Después de andar toda la mañana llegué al cruce con el asfalto. Cuando se anda por lugares remotos se espera el cruce como un gran acontecimiento. Pero no había nada. Una ruta flamante de un solo carril completamente desierta. De golpe apareció una camioneta con dos personas en la caja que se detuvo y desde dónde me preguntaron a donde iba. Me indicaron un camino de tierra que aparecía un par de kilómetros más adelante («allá donde empieza la sombra») y me señalaron al pie de los cerros, lejos y cerca a la vez, unas casas que eran un pueblo. Hacía allí debía ir. Luego se despidieron y doblaron tomando el camino polvoriento por donde yo venía. Una escena a lo Lynch de lo más normal. No había cruzado un auto en toda la mañana y ninguno el día anterior. Me había cruzado sí un par de lugareños en unas motos viejas. Siempre muy abrigados, cubiertos con pasamontañas pero siempre utilizando esas sandalias de hule que dejan los pies descubiertos al frío. El primero fue el señor Eleuterio. Me invitó un té de eucaliptos con torta que tomé al sol de la mañana mientras su esposa soltaba las alpacas del corral. Le señalé la montaña nevada y le dije que era hermosa, que todo el lugar era una especie de paraíso. En verdad eso no le dije. Es mi cerro dijo de inmediato. Cuando quiera vamos. La tarde anterior después de un día largo y luego de una subida de unos kilómetros que dividía el valle en dos había llegado a este otro lado. Venía andando con la lluvia a mis espaldas y cuando llegué aquí me encontré con ese regalo que llega siempre al final del día. Un río bajaba serpenteando entre el verde, la laguna de Vilacota allá en el fondo solitaria y un cerro nevado que dominaba todo el paisaje y brillaba con los últimos rayos del atardecer. Es acá. Había un puente que cruza el río y del otro lado unas casas con un gran corral donde una señora terminaba de acomodar los animales. Dejé la bicicleta y me acerqué para charlar y avisar que iba a acampar junto al río. Le dije entonces a la señora Norma vestida con todas las mantas que se ven en los mercados de la puna encima que este lugar era especial y hermoso. Me miró asombrada poniendo un gesto casi de terror y me dijo que acá hace mucho frío. Agregó que me iba a helar ahí junto al río. ¿No tiene miedo? me preguntó. ¿De qué? De que se lo lleve el alma. Me tocará le dije y mi respuesta le dio risa.

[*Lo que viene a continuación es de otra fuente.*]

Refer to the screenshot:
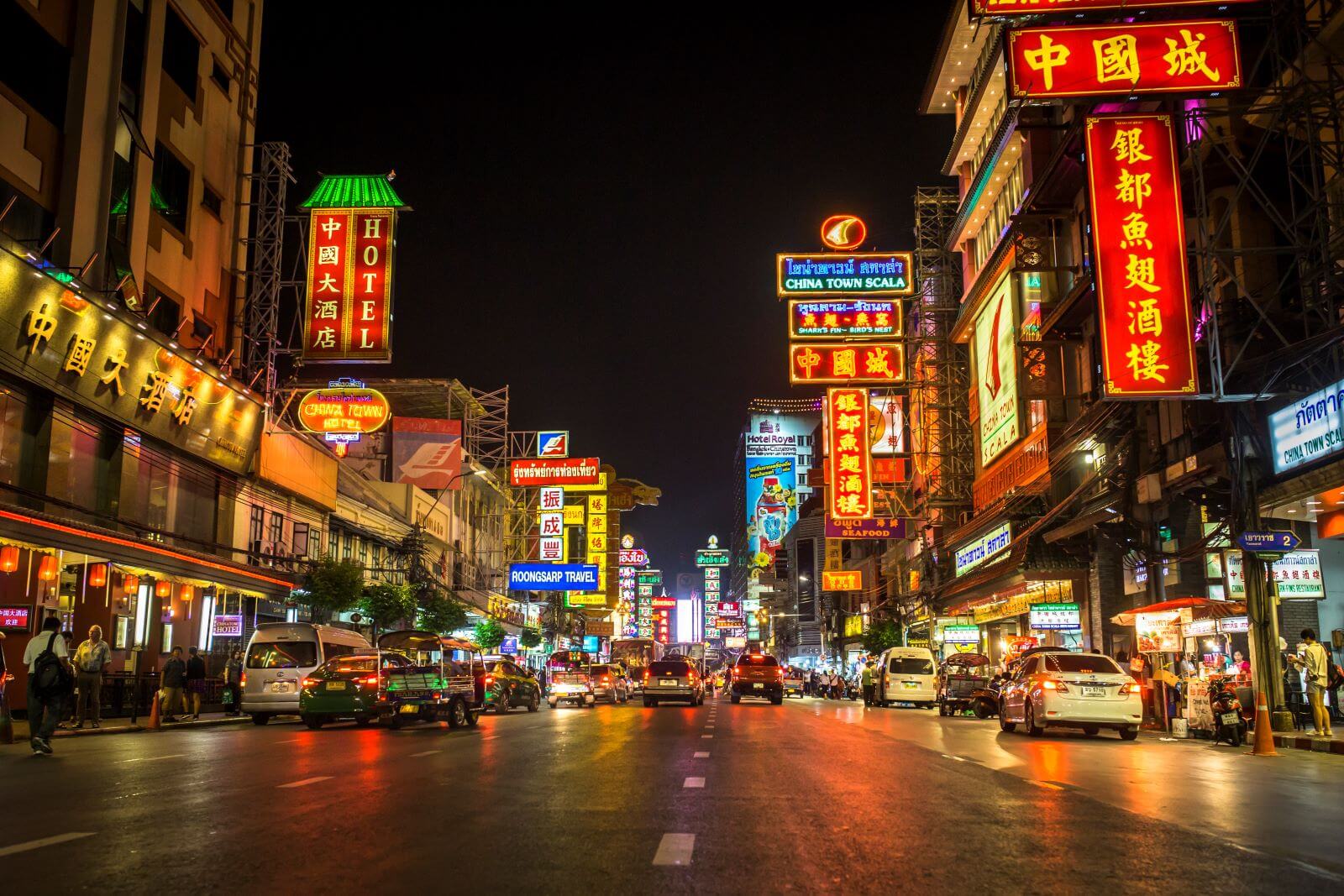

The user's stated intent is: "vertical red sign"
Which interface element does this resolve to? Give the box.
[1086,114,1198,398]
[827,388,872,520]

Dos días después estaba junto al mar. A diez kilómetros de la frontera con Chile paré junto a un santuario en el desierto de la costa. Estaba agotado. Es ese momento cuando ya no hay más energía. No es cansancio, simplemente no hay más combustible. Había salido a las seis de la mañana de Alto Perú a 4200 metros de altura. El pueblo brillaba con la luz del este. Vacío pero mucho más amigable que la noche anterior. Subí hasta el paso a casi 5000 rodeado de volcanes y cerros nevados y de allí una bajada ininterrumpida de 100 kilómetros. De un mundo a otro. Junto al santuario comencé a pelarme unas zanahorias que había traído desde Muylaque. Una zanahorias diminutas, zanahorias cherry digamos. Cuando las había encontrado en el almacén de ese pueblo perdido me llenaron de alegría y ahora me hacían sonreír otra vez. Había un tráfico fluido hacia la frontera, después de todo es el cruce principal (en verdad el único) entre los dos países. Las diminutas manzanas de Quinistaquillas, las zanahorias de Muylaque. Se come lo que se encuentra y cuando hay algo fresco y diferente al maíz y la papa, rico y fácil de llevar, es una alegría. Pero habían viajado mucho las tres zanahorias. Subido y bajado montañas, cruzado pampas y ríos. Ahora era lo único que me quedaba y ahí estaba yo contento pelándolas con mi cuchillito francés que me regaló Brigitte. Santiago, me dijo, esto es un regalo pero es también un arma, tratalo con cuidado. La vida secreta de los objetos.
La señora Norma me vino a saludar la mañana siguiente seguida por sus dos perros y aunque protestó otra vez por el frío estaba de mejor humor.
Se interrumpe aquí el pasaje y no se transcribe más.